妇人看向跪坐的女子,轻轻地冲着温吻摇了摇头。灵柩尚未盖上,妇人垂眼看见灵柩内的男子,她掏出帕子,终于忍不住偏过头擦了擦眼角。
“嫂夫人……”温吻低低地唤了一声,像是怕惊扰到谁一样,轻柔地将手中的酒壶放下。
“阿吻?”邱迎仙回过头来,发丝凌乱地贴在额边,唇色苍白,面上没有一点血色。她纤长的睫毛大幅度地颤动着,一双杏眼黯淡无神,没有焦点地探寻着温吻的踪影。尽管勉力站起来,又很快好像脱力般要倒下。
白珂就站在她身旁,连忙伸出了手扶住了她。
“是我。”温吻也伸出手来,从白珂手里扶过了邱迎仙。
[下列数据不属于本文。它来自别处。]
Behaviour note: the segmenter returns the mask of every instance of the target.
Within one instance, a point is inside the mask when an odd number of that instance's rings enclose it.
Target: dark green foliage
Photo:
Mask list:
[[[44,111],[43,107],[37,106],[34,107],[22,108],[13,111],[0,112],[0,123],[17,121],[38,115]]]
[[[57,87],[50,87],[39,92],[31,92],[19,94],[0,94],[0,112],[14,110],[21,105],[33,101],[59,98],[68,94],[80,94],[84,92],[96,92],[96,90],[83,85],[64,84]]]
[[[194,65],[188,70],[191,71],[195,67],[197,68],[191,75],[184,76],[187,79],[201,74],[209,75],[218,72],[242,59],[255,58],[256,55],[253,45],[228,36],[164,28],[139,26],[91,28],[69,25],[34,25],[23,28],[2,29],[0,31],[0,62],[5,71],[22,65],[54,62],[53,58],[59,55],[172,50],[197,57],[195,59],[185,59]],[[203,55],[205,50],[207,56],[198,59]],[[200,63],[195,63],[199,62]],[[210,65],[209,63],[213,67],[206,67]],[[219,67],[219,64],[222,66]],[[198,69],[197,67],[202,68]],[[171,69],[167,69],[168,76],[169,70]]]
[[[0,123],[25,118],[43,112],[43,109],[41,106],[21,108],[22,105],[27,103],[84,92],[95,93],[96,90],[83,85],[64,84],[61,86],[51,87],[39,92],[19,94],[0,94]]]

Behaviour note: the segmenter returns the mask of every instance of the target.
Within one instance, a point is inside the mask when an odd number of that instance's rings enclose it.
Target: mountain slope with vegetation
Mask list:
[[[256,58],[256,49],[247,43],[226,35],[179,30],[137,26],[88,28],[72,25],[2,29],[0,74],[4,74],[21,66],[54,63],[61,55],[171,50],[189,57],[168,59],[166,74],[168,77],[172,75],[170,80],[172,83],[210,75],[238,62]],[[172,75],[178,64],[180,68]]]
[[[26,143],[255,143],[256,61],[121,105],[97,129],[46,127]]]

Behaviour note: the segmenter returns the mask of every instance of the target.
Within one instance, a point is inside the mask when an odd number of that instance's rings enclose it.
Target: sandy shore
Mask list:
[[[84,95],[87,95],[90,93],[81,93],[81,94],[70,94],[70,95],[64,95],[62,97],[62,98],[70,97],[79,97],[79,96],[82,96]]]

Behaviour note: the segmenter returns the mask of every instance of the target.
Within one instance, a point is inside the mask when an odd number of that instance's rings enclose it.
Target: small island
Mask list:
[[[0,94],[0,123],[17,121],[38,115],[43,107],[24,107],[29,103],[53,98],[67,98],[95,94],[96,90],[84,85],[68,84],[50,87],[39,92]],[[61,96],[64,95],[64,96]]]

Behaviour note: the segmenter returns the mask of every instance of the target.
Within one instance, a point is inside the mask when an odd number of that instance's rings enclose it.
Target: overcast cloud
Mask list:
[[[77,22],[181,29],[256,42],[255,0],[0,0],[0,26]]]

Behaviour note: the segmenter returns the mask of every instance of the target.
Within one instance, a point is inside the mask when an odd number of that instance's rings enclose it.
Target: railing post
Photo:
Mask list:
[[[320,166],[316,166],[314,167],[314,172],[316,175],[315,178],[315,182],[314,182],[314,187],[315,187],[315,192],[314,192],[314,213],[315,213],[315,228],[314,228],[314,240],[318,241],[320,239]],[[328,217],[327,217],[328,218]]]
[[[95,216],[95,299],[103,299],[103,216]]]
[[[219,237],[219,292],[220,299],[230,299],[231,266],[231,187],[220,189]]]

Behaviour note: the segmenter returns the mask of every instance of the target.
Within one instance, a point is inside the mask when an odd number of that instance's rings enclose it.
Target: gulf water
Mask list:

她有一下没一下地拍着邱迎仙的手背,试探性地抬起手来,靠近她额头。然后一点一点地理顺了她鬓边的碎发。
“我听说……”温吻抿了抿嘴,又舒展开来:“我许久没来拜访,想着来看看你们,我还带了黄花雕,你们素来爱喝这个……”
“是啊……”邱迎仙努力弯起了嘴角:“夫郎最爱的就是这黄花雕,不过也有好些年不曾喝过了。今天能痛快饮一场,他一定高兴。”
她的声音嘶哑,带着磨砂般的粗砾感,却又携带得天独厚的温柔与似水的柔情,敲击在人的耳膜上,堵在人的心口间。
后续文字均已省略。